We hypothesized that significant cis-expressed QTLs were enriched at putative bovine CTCF binding motifs. We tested this hypothesis using aseQTLs and eQTLs from white blood and milk cells, both of which indicate cis-expression QTLs. The significant cis-QTLs were defined by a P-value threshold p, which was tested at 10−5 to 10−8. In each significant threshold, we selected a type of cis-QTLs (e.g. aseQTLs from white blood cells) whose P-value was no larger than p. In the case where multiple eGenes were found to be significantly associated with the same cis-QTL, the cis-QTL was only counted once.
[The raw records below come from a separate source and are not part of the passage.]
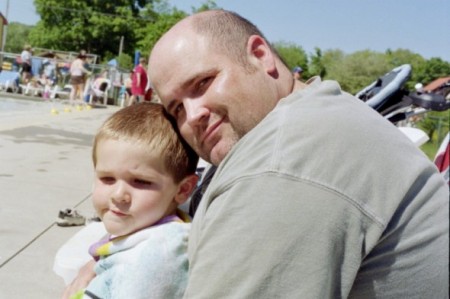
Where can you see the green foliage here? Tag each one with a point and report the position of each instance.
(208, 5)
(16, 37)
(432, 69)
(125, 61)
(316, 66)
(96, 26)
(357, 70)
(293, 55)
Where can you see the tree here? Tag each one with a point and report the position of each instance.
(96, 25)
(357, 70)
(432, 69)
(293, 56)
(16, 37)
(316, 66)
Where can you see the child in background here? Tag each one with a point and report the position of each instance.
(143, 171)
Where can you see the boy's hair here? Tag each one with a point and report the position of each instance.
(147, 124)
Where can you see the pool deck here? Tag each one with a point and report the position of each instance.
(45, 167)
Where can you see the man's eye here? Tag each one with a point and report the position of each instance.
(203, 83)
(178, 109)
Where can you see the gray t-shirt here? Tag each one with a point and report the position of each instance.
(322, 199)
Then we calculated the number of significant cis-QTLs within putative bovine CTCF binding motifs, and denoted this number as n.

To test the frequency of significant cis-QTLs occurring in the rest of the genome, for each chromosome, we slid the significant cis-QTLs by M positions, where M was a number randomly selected between 1 and the length of the chromosome. After sliding, if the position of a cis-QTL exceeded the range of the chromosome, we redefined the position of the cis-QTL as the slid position subtracting the chromosome length. We denoted m as the number of those slid cis-QTLs within putative bovine CTCF binding motifs. The slide and recalculation were repeated 10,000 times. The fold change of enrichment was defined as the ratio of n to the mean of all m values from the 10,000 permutations. The ranking position of n within the distribution of all m values, denoted as R, was determined, and a P-value to test the significance of the ranking was computed. For the largest n among all m values, the P-value was set to <0.0001 and otherwise it was \( \frac{R}{10001} \). We declared significant cis-QTLs highly enriched at putative bovine CTCF binding motifs if n was larger than 99% of all m values (FDR < 0.01). Our tests resulted in 32 independent analyses (2 types of cis-QTLs × 2 cell types × 4 significant thresholds × 2 sets of CTCF binding motifs).

Testing frequency of each eGene and its most significant cis-QTL locating within the same TAD

We hypothesized that the most significant cis-expressed QTLs for each eGene fell more often within the same TAD as the eGene than not. We tested this hypothesis using aseQTLs and eQTLs, both of which indicate cis-expression QTLs. Our cis-QTLs were detected using mRNA transcripts from 141 lactating cows’ white blood and milk cells [32]. We selected the most-significant cis-QTL for each eGene within a TAD. The most-significant cis-QTL for each eGene was required to pass a significance threshold which was tested from 10−5 to 10−8. In the case where multiple cis-QTLs were ranked with the most significance level towards the same eGene, we broke the tie by selecting the cis-QTL that was linearly the furthest away from the eGene. The linearly furthermost cis-QTL was chosen in order to avoid bias favouring the most significant cis-QTL to be within the same TAD as the eGene. The result of this procedure was a number of cis-QTL and eGene targets, which occurred in the same TAD out of all possible pairs. The expected number of significant aseQTL/eQTL and eGene within the same TAD was defined as follows:

$$ E=N\times \overline{M}\times p $$
(2)

where E is the expected number of significant cis-QTL and eGene within the same TAD, N is the total number of eGenes overlapping a TAD, and \( \overline{M} \) is the maximum number of eSNPs in a chromosome that were used for the aseQTL/eQTL mapping, and p was the P-value threshold for the association between the eSNP and the eGene.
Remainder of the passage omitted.